Despite being labeled a hate group by the Southern Poverty Law Center, and being banned from speaking in the United Kingdom, Spencer and Geller maintain positive relationships with some Republican politicians and influential conservative media outlets like Fox News.
Billboards on buses
Spencer and Geller have been largely marginalized in the mainstream media, yet their organization’s funds have still afforded them a voice in public discourse about Islam. AFDI is able to spend hundreds of thousands of dollars on advertising campaigns, while still providing a six figure salary to its president, Geller.
AFDI has funded more than a dozen different ad campaigns, featuring at least two-dozen unique advertisements, in New York, Washington, D.C. and San Francisco since 2012. Fundraising efforts on Indiegogo show that AFDI need to raise tens of thousands of dollars for each campaign. A single batch of ads in New York City cost $70,000. Despite these high costs, in 2013 alone, Geller made $210,870 from AFDI.
It is unclear where all of AFDI’s money comes from — they say their funds are donated by “supporters,” and their websites do offer the option for readers to contribute money through PayPal.
How a Muslim YMCA Became a “Monument to Terror”
While the ad campaign is AFDI’s most visible product, the organization has supported other controversial efforts. Soon after it was founded, AFDI was able to prompt a national discussion around what Geller dubbed the “Ground Zero Mosque” in the summer of 2010.
AFDI and SIOA held rallies and town halls to oppose the construction of an Islamic community center called Park 51. These efforts drew national media attention and Geller appeared on CNN. The controversy got so big that major American polling organizations surveyed Americans on their opinions of the center. A majority of those polled, who would likely never have known about Park 51 if it wasn’t for AFDI’s efforts, responded that they “opposed” the mosque.

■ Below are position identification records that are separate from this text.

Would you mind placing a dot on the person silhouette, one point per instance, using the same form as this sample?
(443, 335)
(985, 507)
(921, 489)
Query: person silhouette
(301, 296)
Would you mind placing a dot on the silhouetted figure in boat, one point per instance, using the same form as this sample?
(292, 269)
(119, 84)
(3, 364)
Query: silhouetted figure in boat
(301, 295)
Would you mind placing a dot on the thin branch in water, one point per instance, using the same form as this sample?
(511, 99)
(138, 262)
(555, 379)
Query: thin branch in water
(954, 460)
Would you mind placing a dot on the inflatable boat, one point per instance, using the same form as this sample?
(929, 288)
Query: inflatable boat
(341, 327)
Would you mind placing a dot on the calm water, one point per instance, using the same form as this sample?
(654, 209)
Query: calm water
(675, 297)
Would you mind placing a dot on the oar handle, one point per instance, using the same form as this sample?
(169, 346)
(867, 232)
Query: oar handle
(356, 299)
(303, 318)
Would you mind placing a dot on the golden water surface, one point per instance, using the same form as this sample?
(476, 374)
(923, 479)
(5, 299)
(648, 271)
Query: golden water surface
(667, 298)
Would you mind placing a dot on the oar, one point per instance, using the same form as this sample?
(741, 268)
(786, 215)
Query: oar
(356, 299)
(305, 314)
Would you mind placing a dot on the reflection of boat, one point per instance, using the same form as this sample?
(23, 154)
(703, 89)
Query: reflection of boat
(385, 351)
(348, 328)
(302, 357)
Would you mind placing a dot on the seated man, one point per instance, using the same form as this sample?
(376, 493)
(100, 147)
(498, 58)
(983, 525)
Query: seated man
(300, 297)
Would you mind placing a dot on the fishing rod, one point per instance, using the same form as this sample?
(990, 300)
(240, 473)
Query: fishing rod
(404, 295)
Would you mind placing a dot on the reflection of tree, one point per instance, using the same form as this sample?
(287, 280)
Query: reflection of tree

Supporting “Anti-Sharia” Legislation
AFDI is also intimately tied to the two-dozen “anti-sharia” bills that were introduced in American state courts. AFDI’s lawyer, David Yerushalmi, who has represented AFDI in lawsuits against metropolitan transit entities that didn’t want to run the Islamophobia ads, drafted the model legislation “American Law for American Courts,” which would outlaw “sharia” or “foreign law” in states. This campaign was a solution in search of a problem: the constitution is the law of the land in the United States, and there have been no efforts by Muslims to impose any sort of religious law on other Americans.
Geller and Spencer were big supporters of these bills, which passed in several states, and their rhetoric—about “stealth jihad” and “creeping sharia”—convinced many Americans of the law’s necessity.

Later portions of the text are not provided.